On Wednesday night, Linda Yaccarino, CEO of X, appeared on stage at the Code Conference in frustration and protest. “I think a lot of people in this room were not fully prepared for me to come out on stage,” she told interviewer Julia Boorstin, CNBC’s senior media and technology correspondent.
Yaccarino seemed nervous. Earlier in the day, he discovered that Kara Swisher, co-founder of Code Conference, had booked a surprise guest to appear an hour before her: Yoel Roth, Twitter’s former head of trust and safety. He has openly criticized the direction Elon Musk has taken the site.
In his interview with Swisher, Roth told how Musk put him in personal danger. Musk suggested on Twitter that Roth had advocated the sexualization of children, a completely unfounded claim, prompting death threats and the publication of his online address. “I had to sell my house. I had to move,” Roth said. He encouraged Yaccarino to think about how Musk could turn against her, too, and said the site was bleeding users and advertisers.

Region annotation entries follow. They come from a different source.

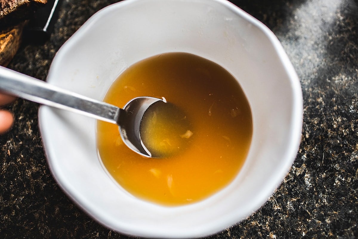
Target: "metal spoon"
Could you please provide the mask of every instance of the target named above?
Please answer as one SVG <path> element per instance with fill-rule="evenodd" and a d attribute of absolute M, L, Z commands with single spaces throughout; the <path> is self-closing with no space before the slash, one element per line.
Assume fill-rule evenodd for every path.
<path fill-rule="evenodd" d="M 137 97 L 122 109 L 1 66 L 0 90 L 25 100 L 115 124 L 119 126 L 124 142 L 131 149 L 146 157 L 163 157 L 162 153 L 149 152 L 140 135 L 145 112 L 154 104 L 167 104 L 162 99 Z"/>

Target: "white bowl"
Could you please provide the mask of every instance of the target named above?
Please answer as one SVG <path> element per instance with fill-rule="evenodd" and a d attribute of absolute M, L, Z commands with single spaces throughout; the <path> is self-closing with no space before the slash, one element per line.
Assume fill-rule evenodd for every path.
<path fill-rule="evenodd" d="M 42 106 L 40 129 L 61 186 L 98 221 L 149 237 L 208 235 L 245 219 L 267 200 L 290 169 L 302 124 L 299 80 L 281 46 L 263 24 L 222 0 L 127 0 L 95 14 L 60 49 L 48 81 L 101 100 L 129 66 L 185 52 L 223 66 L 251 104 L 253 134 L 234 181 L 203 201 L 161 206 L 113 182 L 97 157 L 95 120 Z"/>

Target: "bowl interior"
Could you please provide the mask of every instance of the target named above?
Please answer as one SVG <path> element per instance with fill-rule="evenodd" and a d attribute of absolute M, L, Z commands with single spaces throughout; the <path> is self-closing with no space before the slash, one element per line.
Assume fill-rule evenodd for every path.
<path fill-rule="evenodd" d="M 127 0 L 96 13 L 70 38 L 57 54 L 47 80 L 101 100 L 126 67 L 170 52 L 194 54 L 223 66 L 237 79 L 251 105 L 249 155 L 234 181 L 218 193 L 180 207 L 138 199 L 103 169 L 94 120 L 42 106 L 40 129 L 55 178 L 100 223 L 138 236 L 202 236 L 258 209 L 281 182 L 297 152 L 300 86 L 272 33 L 225 1 Z"/>

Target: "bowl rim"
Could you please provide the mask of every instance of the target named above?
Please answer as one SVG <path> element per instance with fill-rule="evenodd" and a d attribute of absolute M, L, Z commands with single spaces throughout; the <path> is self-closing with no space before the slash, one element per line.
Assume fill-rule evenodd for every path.
<path fill-rule="evenodd" d="M 124 6 L 126 5 L 131 4 L 132 3 L 139 2 L 140 0 L 142 1 L 143 0 L 125 0 L 124 1 L 113 4 L 100 10 L 91 17 L 68 39 L 67 41 L 63 44 L 56 53 L 56 56 L 51 64 L 51 66 L 48 76 L 47 79 L 49 82 L 50 82 L 52 81 L 51 79 L 53 78 L 53 75 L 54 74 L 53 69 L 54 68 L 58 68 L 59 67 L 59 65 L 61 64 L 61 60 L 59 60 L 59 59 L 60 59 L 62 57 L 64 57 L 63 53 L 65 52 L 66 51 L 64 51 L 64 49 L 71 47 L 71 46 L 73 44 L 74 44 L 74 43 L 76 43 L 76 42 L 78 41 L 81 38 L 81 33 L 83 32 L 85 32 L 89 30 L 92 24 L 99 20 L 102 16 L 105 15 L 107 11 L 111 10 L 112 8 L 116 7 L 120 8 L 122 6 Z M 151 0 L 150 0 L 150 1 Z M 168 1 L 168 0 L 166 0 Z M 171 0 L 174 1 L 191 1 L 190 0 Z M 260 194 L 262 195 L 262 196 L 257 198 L 259 199 L 259 200 L 257 200 L 257 201 L 252 202 L 253 205 L 256 205 L 254 207 L 256 208 L 255 210 L 257 210 L 259 208 L 260 206 L 262 205 L 267 201 L 271 195 L 272 195 L 275 190 L 281 183 L 283 179 L 291 168 L 298 150 L 301 137 L 302 123 L 303 122 L 303 99 L 301 85 L 299 79 L 297 76 L 294 68 L 281 43 L 273 33 L 268 28 L 258 20 L 254 18 L 253 16 L 239 8 L 233 4 L 228 2 L 226 0 L 211 0 L 211 1 L 213 2 L 219 3 L 224 6 L 230 10 L 234 12 L 236 14 L 242 18 L 245 21 L 247 21 L 257 28 L 265 34 L 266 36 L 267 37 L 267 39 L 270 41 L 270 43 L 274 48 L 279 58 L 279 60 L 282 64 L 283 68 L 287 72 L 287 75 L 289 76 L 288 79 L 289 80 L 291 86 L 292 98 L 294 99 L 293 101 L 294 105 L 292 106 L 293 108 L 292 111 L 292 121 L 291 123 L 292 126 L 291 127 L 291 132 L 289 133 L 290 135 L 291 135 L 290 137 L 290 139 L 291 141 L 291 143 L 289 145 L 289 148 L 286 150 L 287 153 L 286 156 L 286 158 L 290 159 L 290 160 L 285 160 L 284 163 L 282 163 L 282 167 L 278 171 L 279 173 L 279 175 L 277 175 L 274 178 L 271 178 L 270 180 L 272 182 L 269 183 L 269 185 L 271 186 L 271 187 L 268 187 L 267 188 L 267 190 L 265 191 L 261 192 Z M 204 0 L 197 0 L 195 1 L 201 2 L 205 1 L 204 1 Z M 92 218 L 94 218 L 100 223 L 106 226 L 113 228 L 114 225 L 111 225 L 112 224 L 111 222 L 108 221 L 107 220 L 107 219 L 99 218 L 98 214 L 93 211 L 93 209 L 90 206 L 89 207 L 88 205 L 84 205 L 83 202 L 81 202 L 80 200 L 79 200 L 79 199 L 78 198 L 78 195 L 76 195 L 76 190 L 73 188 L 71 185 L 68 185 L 65 183 L 63 180 L 61 178 L 62 175 L 61 175 L 61 174 L 58 173 L 58 172 L 56 171 L 55 166 L 54 165 L 52 164 L 52 162 L 50 159 L 54 157 L 53 155 L 53 152 L 50 148 L 48 148 L 47 146 L 45 143 L 47 141 L 49 140 L 49 139 L 47 138 L 46 134 L 44 133 L 44 132 L 46 130 L 43 127 L 43 121 L 45 120 L 44 114 L 45 113 L 45 111 L 46 110 L 45 109 L 47 107 L 47 106 L 42 106 L 40 107 L 39 113 L 39 124 L 40 131 L 43 138 L 43 141 L 44 146 L 44 149 L 47 156 L 48 163 L 51 171 L 54 176 L 55 180 L 57 181 L 58 183 L 61 188 L 62 188 L 63 191 L 71 198 L 73 201 L 76 202 L 76 204 L 81 207 L 85 212 L 91 215 Z M 279 178 L 280 180 L 278 180 L 277 179 Z M 248 216 L 249 215 L 247 215 L 246 216 Z M 173 238 L 183 238 L 191 237 L 193 236 L 196 237 L 202 236 L 203 235 L 208 235 L 222 230 L 224 228 L 232 225 L 233 224 L 237 222 L 237 218 L 227 218 L 225 220 L 221 221 L 220 224 L 216 225 L 215 227 L 212 227 L 210 229 L 206 229 L 205 233 L 203 233 L 203 231 L 200 231 L 197 232 L 195 233 L 192 233 L 192 232 L 189 234 L 186 234 L 185 232 L 183 232 L 182 234 L 172 235 L 171 235 L 170 237 Z M 153 233 L 152 232 L 151 233 L 148 233 L 147 232 L 146 233 L 144 233 L 143 232 L 141 232 L 138 234 L 137 233 L 137 232 L 135 231 L 135 229 L 128 229 L 125 228 L 121 229 L 120 230 L 118 230 L 118 229 L 116 230 L 116 231 L 126 234 L 136 235 L 146 237 L 162 237 L 164 238 L 168 237 L 168 235 L 161 234 L 160 232 L 156 232 L 156 233 Z"/>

These criticisms are nothing new, but Yaccarino was visibly upset at having to appear shortly after a well-known critic of her company. “I will be happy to respond,” Yaccarino said. “I think they gave me about 45 minutes (notice).” The conference ballroom, which seats 300, was packed for her appearance; I caught Swisher reclining on a couch in the back before things started, waiting to see the results of her surprise.
“I work at X, he worked at Twitter.”
Throughout the interview, Yaccarino repeated that he’s only been on the job at X for 12 weeks, as if to say there’s only so much he could have done by now. But in that time, he’s managed to do one thing consistently: dismiss concerns about X, whether it’s moderate divestment from the platform or Musk’s chaotic leadership.
His dismissive stance was on full display Wednesday night. She dismissed Roth’s claims about the platform’s performance as outdated (“I work at X, he worked at Twitter,” she said); He said the Anti-Defamation League, which Musk is threatening to sue, pays too much attention to anti-Semitism on X and not enough to the improvements the platform has made; and argued that despite the panic surrounding the flight of advertisers, most of the greats are returning.
These were not satisfactory answers if you are a person who thinks Musk is destroying Twitter or stoking harassment. But they were, for the most part, safe answers. Yaccarino responded slowly and carefully, and she seemed determined to brush aside the complaints as mere collateral damage to reinventing the platform.
“X is a new company that is building a foundation based on freedom of speech and expression,” he said at the beginning.
“We talk about everything.”
Boorstin urged Yaccarino to get hard numbers on how X is doing amid all these crises. Yaccarino said the company would be profitable “at the beginning of the 24th.” The platform has between 200 and 250 million daily active users. “Something like that,” Yaccarino said. He went to check his phone, as if to confirm the number, but never finished verifying. Later, he suggested that X has 540 million monthly active users and 225 million daily active users. (That would be slightly less than the 238 million daily users Twitter had before the acquisition.)
It was difficult to know if Yaccarino was not prepared enough or if she simply did not want to give definitive answers. At one point, Boorstin asked about Musk’s recent statement that X will eventually charge all users to post on the platform, and Yaccarino seemed unable to talk about the proposed change.
“You can repeat it?” -Yaccarino asked.
“Elon Musk announced that he is moving to a fully subscription-based service,” Boorstin said. “There is nothing free about using X.”
“Did you say we were going to do it specifically or are you thinking about it?” -Yaccarino asked.
“He said that’s the plan,” Boorstin said. “Did he consult you before announcing that?”
“We talked about everything,” Yaccarino said. She never clarified X’s plans.
The interview was full of difficult moments like this, but Yaccarino did not run away. When time for the interview was up, Boorstin said she would let Yaccarino stay as long as he wanted, and Yaccarino agreed. Even when Yaccarino finally said he needed to leave, he stayed to ask a few more questions. At nearly 40 minutes, it was the longest interview of the conference.
It was a long conversation and much more complicated than Yaccarino would have wanted to have. At the end of the interview, he attempted to put aside concerns about X with a statement of confidence. “It’s a new day in X and I’ll leave it at that,” he said.
But it could never be that simple. As long as Musk is in the mix, he will always need more time to explain what’s going on at X.